In high-speed networks, a network or even a node failure can cause a large loss of data even in a short outage . It is hence imperative to make the service interruption time as short as possible. Self-healing algorithms have been proposed to achieve fast restoration from a failure , but their success greatly depends on how traffic is distributed and how spare capacity is dimensioned over the network when the failure happens . In order to offer better network survivability, it is crucial that a network manager realises a restorable traffic assignment in response to changing traffic demand and facility network configuration.
Virtual path concept
A virtual path route is established by the virtual path identifier(VPI) and the path routing table(RT).The VPI is a number contained in the cell header that identifies the assigned path of the cell.Path restoration in ATM networks is realised by redirecting cells on the failed VP to a backup VP. The VP has some unique characteristics.The most striking characteristic is the independence of route and bandwidth establishment,allowing a VP route to be established without assigning its bandwith along the path. This is not the case in STM networks where a digital path is established by assigning a time slot of the TDM frame at each cross-connect on the path, allowing only fixed bandwidth digital paths to be established.
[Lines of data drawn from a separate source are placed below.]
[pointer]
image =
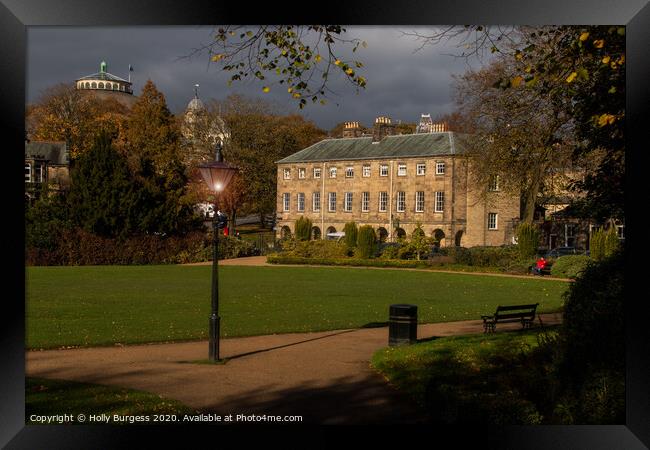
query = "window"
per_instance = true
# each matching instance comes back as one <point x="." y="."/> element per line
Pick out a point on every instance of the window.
<point x="419" y="201"/>
<point x="494" y="183"/>
<point x="301" y="201"/>
<point x="440" y="202"/>
<point x="332" y="201"/>
<point x="383" y="201"/>
<point x="401" y="201"/>
<point x="315" y="201"/>
<point x="285" y="201"/>
<point x="492" y="221"/>
<point x="365" y="201"/>
<point x="348" y="202"/>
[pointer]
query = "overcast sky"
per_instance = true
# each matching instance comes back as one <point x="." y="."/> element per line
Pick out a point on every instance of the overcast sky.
<point x="401" y="84"/>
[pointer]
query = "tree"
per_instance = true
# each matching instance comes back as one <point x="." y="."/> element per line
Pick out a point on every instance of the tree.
<point x="102" y="194"/>
<point x="64" y="113"/>
<point x="520" y="137"/>
<point x="300" y="57"/>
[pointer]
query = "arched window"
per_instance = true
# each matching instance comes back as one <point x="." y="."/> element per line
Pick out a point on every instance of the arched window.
<point x="459" y="235"/>
<point x="438" y="235"/>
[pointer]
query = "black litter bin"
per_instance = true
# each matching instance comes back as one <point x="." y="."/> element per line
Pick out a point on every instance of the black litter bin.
<point x="402" y="324"/>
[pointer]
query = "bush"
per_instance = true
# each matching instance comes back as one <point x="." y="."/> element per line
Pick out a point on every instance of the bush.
<point x="365" y="242"/>
<point x="593" y="334"/>
<point x="527" y="240"/>
<point x="569" y="266"/>
<point x="351" y="232"/>
<point x="303" y="229"/>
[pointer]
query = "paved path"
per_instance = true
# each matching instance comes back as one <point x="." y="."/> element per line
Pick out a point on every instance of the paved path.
<point x="325" y="377"/>
<point x="261" y="261"/>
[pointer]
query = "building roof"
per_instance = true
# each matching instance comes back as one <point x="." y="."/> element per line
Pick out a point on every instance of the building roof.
<point x="54" y="152"/>
<point x="399" y="146"/>
<point x="103" y="76"/>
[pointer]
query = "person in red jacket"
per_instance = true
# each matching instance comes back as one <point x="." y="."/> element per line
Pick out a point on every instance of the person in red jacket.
<point x="539" y="266"/>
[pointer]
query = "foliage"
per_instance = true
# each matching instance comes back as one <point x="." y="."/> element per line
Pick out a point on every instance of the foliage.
<point x="527" y="240"/>
<point x="593" y="333"/>
<point x="303" y="229"/>
<point x="366" y="242"/>
<point x="351" y="230"/>
<point x="301" y="57"/>
<point x="569" y="266"/>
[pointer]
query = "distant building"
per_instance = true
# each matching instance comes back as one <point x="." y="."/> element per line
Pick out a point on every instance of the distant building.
<point x="106" y="85"/>
<point x="46" y="168"/>
<point x="393" y="183"/>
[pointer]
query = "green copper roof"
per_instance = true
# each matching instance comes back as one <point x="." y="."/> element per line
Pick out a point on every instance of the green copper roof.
<point x="401" y="146"/>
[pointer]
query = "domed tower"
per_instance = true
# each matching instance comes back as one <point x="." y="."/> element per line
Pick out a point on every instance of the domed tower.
<point x="202" y="129"/>
<point x="106" y="85"/>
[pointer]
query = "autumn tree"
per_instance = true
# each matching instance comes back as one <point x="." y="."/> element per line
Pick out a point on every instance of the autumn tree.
<point x="64" y="113"/>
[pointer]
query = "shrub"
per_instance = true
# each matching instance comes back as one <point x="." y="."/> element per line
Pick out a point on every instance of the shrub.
<point x="527" y="240"/>
<point x="303" y="229"/>
<point x="569" y="266"/>
<point x="351" y="232"/>
<point x="365" y="242"/>
<point x="593" y="334"/>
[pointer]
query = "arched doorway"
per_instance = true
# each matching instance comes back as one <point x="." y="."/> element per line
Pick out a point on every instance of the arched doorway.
<point x="438" y="236"/>
<point x="459" y="235"/>
<point x="285" y="232"/>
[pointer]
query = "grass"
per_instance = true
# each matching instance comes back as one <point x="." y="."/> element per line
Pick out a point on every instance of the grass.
<point x="54" y="397"/>
<point x="500" y="378"/>
<point x="105" y="305"/>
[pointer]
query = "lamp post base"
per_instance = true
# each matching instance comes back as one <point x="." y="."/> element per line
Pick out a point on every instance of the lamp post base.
<point x="214" y="337"/>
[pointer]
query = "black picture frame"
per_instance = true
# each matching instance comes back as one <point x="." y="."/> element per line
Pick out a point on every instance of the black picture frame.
<point x="17" y="15"/>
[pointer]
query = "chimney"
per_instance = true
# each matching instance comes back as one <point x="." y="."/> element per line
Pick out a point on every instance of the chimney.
<point x="383" y="127"/>
<point x="351" y="130"/>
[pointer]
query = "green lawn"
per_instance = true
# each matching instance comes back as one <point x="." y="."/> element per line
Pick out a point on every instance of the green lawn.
<point x="496" y="378"/>
<point x="54" y="397"/>
<point x="103" y="305"/>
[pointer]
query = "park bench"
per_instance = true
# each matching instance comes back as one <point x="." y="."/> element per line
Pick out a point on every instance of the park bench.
<point x="514" y="313"/>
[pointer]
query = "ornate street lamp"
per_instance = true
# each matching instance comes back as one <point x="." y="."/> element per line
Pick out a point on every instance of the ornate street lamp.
<point x="217" y="174"/>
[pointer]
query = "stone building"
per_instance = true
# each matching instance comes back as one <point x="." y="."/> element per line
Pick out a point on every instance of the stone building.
<point x="393" y="183"/>
<point x="46" y="168"/>
<point x="106" y="85"/>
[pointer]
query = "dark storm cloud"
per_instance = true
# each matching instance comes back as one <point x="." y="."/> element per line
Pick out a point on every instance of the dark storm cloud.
<point x="401" y="84"/>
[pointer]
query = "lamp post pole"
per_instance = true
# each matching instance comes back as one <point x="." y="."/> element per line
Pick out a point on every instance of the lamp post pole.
<point x="214" y="316"/>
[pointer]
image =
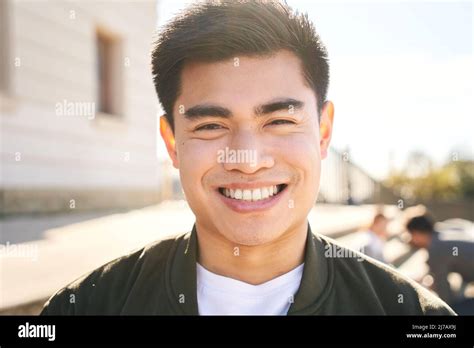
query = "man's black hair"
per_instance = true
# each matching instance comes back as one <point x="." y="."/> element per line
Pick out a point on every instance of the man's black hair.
<point x="218" y="30"/>
<point x="423" y="223"/>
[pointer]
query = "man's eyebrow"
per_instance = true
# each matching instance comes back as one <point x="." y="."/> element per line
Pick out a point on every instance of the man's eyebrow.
<point x="211" y="110"/>
<point x="278" y="105"/>
<point x="205" y="110"/>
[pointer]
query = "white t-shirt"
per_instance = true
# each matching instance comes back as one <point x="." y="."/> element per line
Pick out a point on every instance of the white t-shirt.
<point x="219" y="295"/>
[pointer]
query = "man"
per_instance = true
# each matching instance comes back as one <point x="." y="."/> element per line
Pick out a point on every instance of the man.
<point x="243" y="86"/>
<point x="376" y="237"/>
<point x="447" y="254"/>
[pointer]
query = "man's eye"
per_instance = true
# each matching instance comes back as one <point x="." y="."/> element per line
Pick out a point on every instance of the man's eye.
<point x="281" y="121"/>
<point x="211" y="126"/>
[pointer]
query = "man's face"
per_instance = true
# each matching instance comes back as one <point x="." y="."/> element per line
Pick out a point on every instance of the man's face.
<point x="248" y="146"/>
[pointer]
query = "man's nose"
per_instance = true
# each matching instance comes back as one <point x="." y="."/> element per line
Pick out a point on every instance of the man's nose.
<point x="247" y="153"/>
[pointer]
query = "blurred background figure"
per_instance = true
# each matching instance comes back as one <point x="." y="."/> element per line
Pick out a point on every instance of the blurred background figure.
<point x="376" y="237"/>
<point x="449" y="251"/>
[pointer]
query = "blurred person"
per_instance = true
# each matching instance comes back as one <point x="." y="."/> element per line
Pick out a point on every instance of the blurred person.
<point x="246" y="78"/>
<point x="446" y="255"/>
<point x="377" y="235"/>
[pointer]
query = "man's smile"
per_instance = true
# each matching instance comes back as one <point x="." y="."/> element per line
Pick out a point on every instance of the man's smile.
<point x="251" y="197"/>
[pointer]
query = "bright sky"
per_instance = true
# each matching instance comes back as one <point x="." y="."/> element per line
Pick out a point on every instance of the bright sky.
<point x="402" y="76"/>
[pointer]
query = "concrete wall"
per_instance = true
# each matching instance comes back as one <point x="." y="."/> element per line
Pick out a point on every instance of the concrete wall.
<point x="52" y="61"/>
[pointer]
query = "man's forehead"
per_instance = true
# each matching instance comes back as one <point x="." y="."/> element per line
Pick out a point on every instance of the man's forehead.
<point x="248" y="77"/>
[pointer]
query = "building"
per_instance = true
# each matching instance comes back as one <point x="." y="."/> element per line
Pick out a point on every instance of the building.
<point x="78" y="106"/>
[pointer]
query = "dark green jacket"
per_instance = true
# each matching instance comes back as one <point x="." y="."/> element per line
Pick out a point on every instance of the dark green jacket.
<point x="161" y="279"/>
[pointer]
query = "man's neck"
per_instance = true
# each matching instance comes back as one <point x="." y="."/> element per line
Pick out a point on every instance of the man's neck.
<point x="251" y="264"/>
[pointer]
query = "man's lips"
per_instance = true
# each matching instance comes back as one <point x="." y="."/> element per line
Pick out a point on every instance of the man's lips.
<point x="245" y="201"/>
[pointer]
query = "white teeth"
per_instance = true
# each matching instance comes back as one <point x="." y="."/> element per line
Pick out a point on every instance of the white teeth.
<point x="247" y="195"/>
<point x="256" y="195"/>
<point x="251" y="195"/>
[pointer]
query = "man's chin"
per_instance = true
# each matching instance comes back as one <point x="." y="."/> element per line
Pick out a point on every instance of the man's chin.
<point x="255" y="235"/>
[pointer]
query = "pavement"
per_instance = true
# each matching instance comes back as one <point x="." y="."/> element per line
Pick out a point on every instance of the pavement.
<point x="32" y="270"/>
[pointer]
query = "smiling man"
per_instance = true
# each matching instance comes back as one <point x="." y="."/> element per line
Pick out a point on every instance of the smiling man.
<point x="249" y="79"/>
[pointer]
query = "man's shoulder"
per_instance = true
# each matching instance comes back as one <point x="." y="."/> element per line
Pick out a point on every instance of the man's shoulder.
<point x="106" y="288"/>
<point x="374" y="283"/>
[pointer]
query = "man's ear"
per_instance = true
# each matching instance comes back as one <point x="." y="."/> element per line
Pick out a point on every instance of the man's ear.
<point x="325" y="128"/>
<point x="168" y="137"/>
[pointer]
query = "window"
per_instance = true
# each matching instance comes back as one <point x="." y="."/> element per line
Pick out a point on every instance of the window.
<point x="109" y="74"/>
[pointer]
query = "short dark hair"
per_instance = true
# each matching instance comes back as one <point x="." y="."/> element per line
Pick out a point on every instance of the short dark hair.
<point x="217" y="30"/>
<point x="423" y="223"/>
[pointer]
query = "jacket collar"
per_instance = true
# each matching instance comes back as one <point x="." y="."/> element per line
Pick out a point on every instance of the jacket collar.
<point x="181" y="277"/>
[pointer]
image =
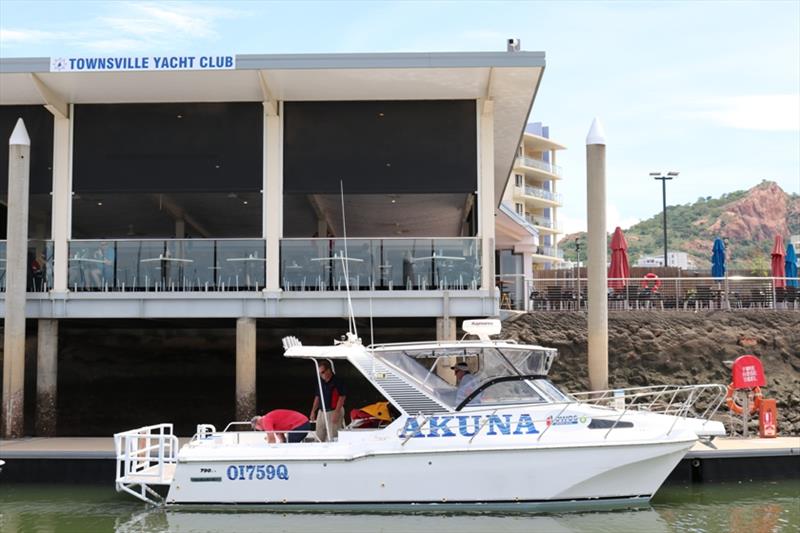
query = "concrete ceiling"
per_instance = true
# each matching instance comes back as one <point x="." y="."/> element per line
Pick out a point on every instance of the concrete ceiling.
<point x="509" y="80"/>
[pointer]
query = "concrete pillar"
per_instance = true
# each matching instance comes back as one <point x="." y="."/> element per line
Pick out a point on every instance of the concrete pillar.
<point x="486" y="203"/>
<point x="597" y="256"/>
<point x="446" y="331"/>
<point x="62" y="201"/>
<point x="273" y="193"/>
<point x="19" y="151"/>
<point x="245" y="368"/>
<point x="46" y="378"/>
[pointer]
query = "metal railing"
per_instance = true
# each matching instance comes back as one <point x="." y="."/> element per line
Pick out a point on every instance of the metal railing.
<point x="39" y="265"/>
<point x="667" y="294"/>
<point x="543" y="194"/>
<point x="380" y="264"/>
<point x="681" y="401"/>
<point x="550" y="251"/>
<point x="539" y="164"/>
<point x="167" y="265"/>
<point x="145" y="456"/>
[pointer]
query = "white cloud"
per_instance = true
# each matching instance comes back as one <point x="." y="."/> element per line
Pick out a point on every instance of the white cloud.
<point x="765" y="112"/>
<point x="133" y="27"/>
<point x="23" y="35"/>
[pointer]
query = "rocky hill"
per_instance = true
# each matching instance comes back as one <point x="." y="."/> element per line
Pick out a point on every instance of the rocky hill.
<point x="647" y="348"/>
<point x="749" y="220"/>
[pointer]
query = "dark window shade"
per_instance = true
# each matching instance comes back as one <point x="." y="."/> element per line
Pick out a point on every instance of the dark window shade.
<point x="205" y="147"/>
<point x="39" y="124"/>
<point x="380" y="147"/>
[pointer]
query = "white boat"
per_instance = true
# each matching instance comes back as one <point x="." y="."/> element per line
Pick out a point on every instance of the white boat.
<point x="516" y="440"/>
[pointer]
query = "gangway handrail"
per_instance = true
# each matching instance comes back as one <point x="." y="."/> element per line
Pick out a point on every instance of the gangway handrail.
<point x="144" y="457"/>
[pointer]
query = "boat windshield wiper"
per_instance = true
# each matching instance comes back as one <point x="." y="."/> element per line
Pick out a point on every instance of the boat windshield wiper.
<point x="501" y="379"/>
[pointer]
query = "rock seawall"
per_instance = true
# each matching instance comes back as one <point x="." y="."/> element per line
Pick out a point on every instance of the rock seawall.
<point x="656" y="348"/>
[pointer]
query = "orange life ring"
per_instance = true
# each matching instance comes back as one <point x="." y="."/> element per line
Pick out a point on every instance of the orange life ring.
<point x="738" y="409"/>
<point x="650" y="276"/>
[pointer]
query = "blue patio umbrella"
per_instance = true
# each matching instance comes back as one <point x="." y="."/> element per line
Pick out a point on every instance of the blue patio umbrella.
<point x="791" y="265"/>
<point x="718" y="259"/>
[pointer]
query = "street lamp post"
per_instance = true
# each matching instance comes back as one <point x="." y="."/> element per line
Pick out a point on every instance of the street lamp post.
<point x="664" y="177"/>
<point x="578" y="277"/>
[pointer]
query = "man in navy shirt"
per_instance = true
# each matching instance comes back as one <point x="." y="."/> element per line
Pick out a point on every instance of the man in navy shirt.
<point x="334" y="395"/>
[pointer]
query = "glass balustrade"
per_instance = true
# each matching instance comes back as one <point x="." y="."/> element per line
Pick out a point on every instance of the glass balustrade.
<point x="541" y="165"/>
<point x="38" y="266"/>
<point x="542" y="222"/>
<point x="536" y="192"/>
<point x="380" y="264"/>
<point x="167" y="265"/>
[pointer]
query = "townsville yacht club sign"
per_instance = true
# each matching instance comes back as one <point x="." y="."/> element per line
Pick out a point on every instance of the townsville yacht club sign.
<point x="141" y="63"/>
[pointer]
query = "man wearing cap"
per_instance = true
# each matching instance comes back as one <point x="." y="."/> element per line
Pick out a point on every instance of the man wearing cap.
<point x="278" y="422"/>
<point x="467" y="383"/>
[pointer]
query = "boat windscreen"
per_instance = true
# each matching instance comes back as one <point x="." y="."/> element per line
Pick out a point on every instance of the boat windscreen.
<point x="484" y="363"/>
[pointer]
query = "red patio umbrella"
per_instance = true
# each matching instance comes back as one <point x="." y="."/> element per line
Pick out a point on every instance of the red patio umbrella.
<point x="778" y="264"/>
<point x="619" y="261"/>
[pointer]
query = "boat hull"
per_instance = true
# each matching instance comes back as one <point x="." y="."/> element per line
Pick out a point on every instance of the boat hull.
<point x="605" y="475"/>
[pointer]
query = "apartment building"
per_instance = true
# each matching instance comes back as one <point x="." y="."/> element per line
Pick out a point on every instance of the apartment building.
<point x="533" y="192"/>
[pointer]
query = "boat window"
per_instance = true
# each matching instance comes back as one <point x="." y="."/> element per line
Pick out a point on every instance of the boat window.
<point x="506" y="393"/>
<point x="485" y="362"/>
<point x="554" y="392"/>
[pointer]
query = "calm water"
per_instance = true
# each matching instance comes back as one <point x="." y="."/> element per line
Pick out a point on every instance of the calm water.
<point x="746" y="508"/>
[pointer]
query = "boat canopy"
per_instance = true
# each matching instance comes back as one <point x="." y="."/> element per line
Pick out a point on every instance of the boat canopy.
<point x="490" y="364"/>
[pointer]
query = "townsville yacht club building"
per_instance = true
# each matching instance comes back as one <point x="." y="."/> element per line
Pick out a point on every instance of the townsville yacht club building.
<point x="164" y="189"/>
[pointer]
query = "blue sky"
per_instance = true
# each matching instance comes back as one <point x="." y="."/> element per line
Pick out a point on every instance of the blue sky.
<point x="710" y="89"/>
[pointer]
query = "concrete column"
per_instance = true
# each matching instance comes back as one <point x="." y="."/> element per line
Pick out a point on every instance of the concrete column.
<point x="486" y="203"/>
<point x="527" y="270"/>
<point x="273" y="193"/>
<point x="245" y="368"/>
<point x="446" y="331"/>
<point x="46" y="378"/>
<point x="62" y="201"/>
<point x="596" y="246"/>
<point x="19" y="151"/>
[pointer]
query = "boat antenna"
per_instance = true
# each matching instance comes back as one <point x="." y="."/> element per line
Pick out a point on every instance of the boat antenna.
<point x="351" y="319"/>
<point x="371" y="330"/>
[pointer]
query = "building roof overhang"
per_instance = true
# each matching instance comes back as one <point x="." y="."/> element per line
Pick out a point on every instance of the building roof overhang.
<point x="509" y="79"/>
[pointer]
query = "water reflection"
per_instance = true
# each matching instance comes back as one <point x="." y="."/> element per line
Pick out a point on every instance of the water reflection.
<point x="740" y="508"/>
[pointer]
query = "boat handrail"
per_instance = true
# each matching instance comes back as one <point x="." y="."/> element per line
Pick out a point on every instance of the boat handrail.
<point x="456" y="343"/>
<point x="652" y="399"/>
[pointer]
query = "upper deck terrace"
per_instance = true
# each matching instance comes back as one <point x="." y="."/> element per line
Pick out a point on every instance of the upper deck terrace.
<point x="154" y="278"/>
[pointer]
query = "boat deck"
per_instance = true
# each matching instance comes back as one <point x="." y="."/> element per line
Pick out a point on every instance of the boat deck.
<point x="93" y="460"/>
<point x="103" y="448"/>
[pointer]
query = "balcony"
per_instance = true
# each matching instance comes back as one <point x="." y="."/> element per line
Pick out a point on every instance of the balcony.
<point x="543" y="223"/>
<point x="380" y="264"/>
<point x="540" y="194"/>
<point x="39" y="266"/>
<point x="539" y="165"/>
<point x="549" y="251"/>
<point x="167" y="265"/>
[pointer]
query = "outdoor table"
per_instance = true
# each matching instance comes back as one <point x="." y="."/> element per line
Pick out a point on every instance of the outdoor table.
<point x="163" y="262"/>
<point x="81" y="267"/>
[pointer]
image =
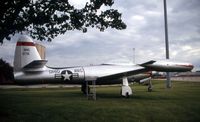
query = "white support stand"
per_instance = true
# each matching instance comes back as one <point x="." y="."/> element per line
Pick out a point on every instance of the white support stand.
<point x="92" y="95"/>
<point x="126" y="89"/>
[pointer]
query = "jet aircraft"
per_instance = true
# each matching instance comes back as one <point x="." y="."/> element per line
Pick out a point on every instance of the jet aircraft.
<point x="29" y="68"/>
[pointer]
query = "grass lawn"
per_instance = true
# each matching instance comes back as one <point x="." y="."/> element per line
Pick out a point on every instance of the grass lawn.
<point x="180" y="103"/>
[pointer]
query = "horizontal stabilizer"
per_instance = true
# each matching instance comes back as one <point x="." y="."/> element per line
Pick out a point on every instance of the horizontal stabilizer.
<point x="146" y="63"/>
<point x="35" y="64"/>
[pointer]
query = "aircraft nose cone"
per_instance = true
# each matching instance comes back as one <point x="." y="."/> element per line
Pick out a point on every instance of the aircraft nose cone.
<point x="25" y="38"/>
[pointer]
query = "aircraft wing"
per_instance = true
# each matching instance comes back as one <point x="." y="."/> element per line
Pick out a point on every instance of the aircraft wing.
<point x="122" y="74"/>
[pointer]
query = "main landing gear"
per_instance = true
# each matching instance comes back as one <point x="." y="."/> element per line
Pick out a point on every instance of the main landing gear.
<point x="150" y="86"/>
<point x="126" y="90"/>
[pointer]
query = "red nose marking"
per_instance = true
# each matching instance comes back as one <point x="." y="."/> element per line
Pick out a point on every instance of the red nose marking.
<point x="25" y="44"/>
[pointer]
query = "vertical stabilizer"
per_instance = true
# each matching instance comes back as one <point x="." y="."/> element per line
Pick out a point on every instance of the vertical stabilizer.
<point x="25" y="52"/>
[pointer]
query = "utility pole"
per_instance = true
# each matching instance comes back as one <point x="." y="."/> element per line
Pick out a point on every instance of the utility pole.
<point x="168" y="81"/>
<point x="134" y="55"/>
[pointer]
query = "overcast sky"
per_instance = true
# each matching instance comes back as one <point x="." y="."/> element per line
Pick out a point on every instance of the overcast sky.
<point x="144" y="33"/>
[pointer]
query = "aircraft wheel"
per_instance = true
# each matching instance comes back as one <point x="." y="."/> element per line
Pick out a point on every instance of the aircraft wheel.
<point x="150" y="89"/>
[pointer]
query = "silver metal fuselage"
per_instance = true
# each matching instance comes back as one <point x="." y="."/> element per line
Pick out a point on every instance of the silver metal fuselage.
<point x="75" y="75"/>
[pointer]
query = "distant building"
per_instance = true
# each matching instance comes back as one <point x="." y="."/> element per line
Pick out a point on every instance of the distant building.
<point x="41" y="50"/>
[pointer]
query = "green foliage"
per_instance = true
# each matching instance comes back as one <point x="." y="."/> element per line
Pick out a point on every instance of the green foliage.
<point x="181" y="103"/>
<point x="45" y="19"/>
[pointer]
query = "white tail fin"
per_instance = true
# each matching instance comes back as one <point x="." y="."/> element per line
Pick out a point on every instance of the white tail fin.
<point x="25" y="53"/>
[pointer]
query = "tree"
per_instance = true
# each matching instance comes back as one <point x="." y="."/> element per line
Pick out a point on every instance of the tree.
<point x="45" y="19"/>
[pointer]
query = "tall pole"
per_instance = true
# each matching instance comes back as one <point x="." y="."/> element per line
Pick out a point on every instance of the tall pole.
<point x="168" y="81"/>
<point x="134" y="55"/>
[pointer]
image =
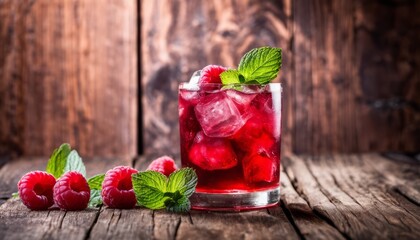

In the following sections of the article we address the problem of an optimal
VP routing for survivable ATM networks. The objective is to find a VP
configuration and bandwidth assignment in response to a dynamic change
of network environment so that a self-healing algorithm can succeed.A higher
level of survivability is achieved by minimising the expected amount of
lost flow upon restoration from a link failure.Since the amount of lost flow
is calculated based on distributed self-healing algorithm , the solution
gives an optimal traffic distribution with the minimum service interruption.
The survivability functions are embedded at the VP and higher layers , considering the fact that path level recovery enables rapid and efficient restoration and considerably reduces the complexity of traffic management. Given a VP-level traffic demand satisfying call level QoS, the VP manager configures virtual paths so the survivability measure is optimally enchanced.The VP manager also performs fast VP restoration when a network failure happens.If the VP manager cannot maintain a survivability measure at a desired level due to a growth of traffic demand , the FN layer must initiate a facility network planning process.
A good measure of survivability should express the actual amount of damage experienced in the network , instead of using traditional reliability criteria such as global availability.A number of lost calls at the call layer of a telecommunications network or the amount of lost flow are measures that have been proposed to express the damage to the VP layer.
The article discusses the effect of virtual path routing control for survivable ATM networks that minimizes the expected amount of lost flow upon restoration from a network failure.The VP reconfiguration could be used not only to achieve a high level of network survivability after a change in the facility networks, but also to guarantee the quality of service of the lower layers in response to varying traffic demand patterns while maintaining the survivability level.
A lot of research is still being done into modelling a survivable virtual
path routing problem , taking into account several optimisation parameters,
such as the step size, and their effect in attaining the desirable survivability level.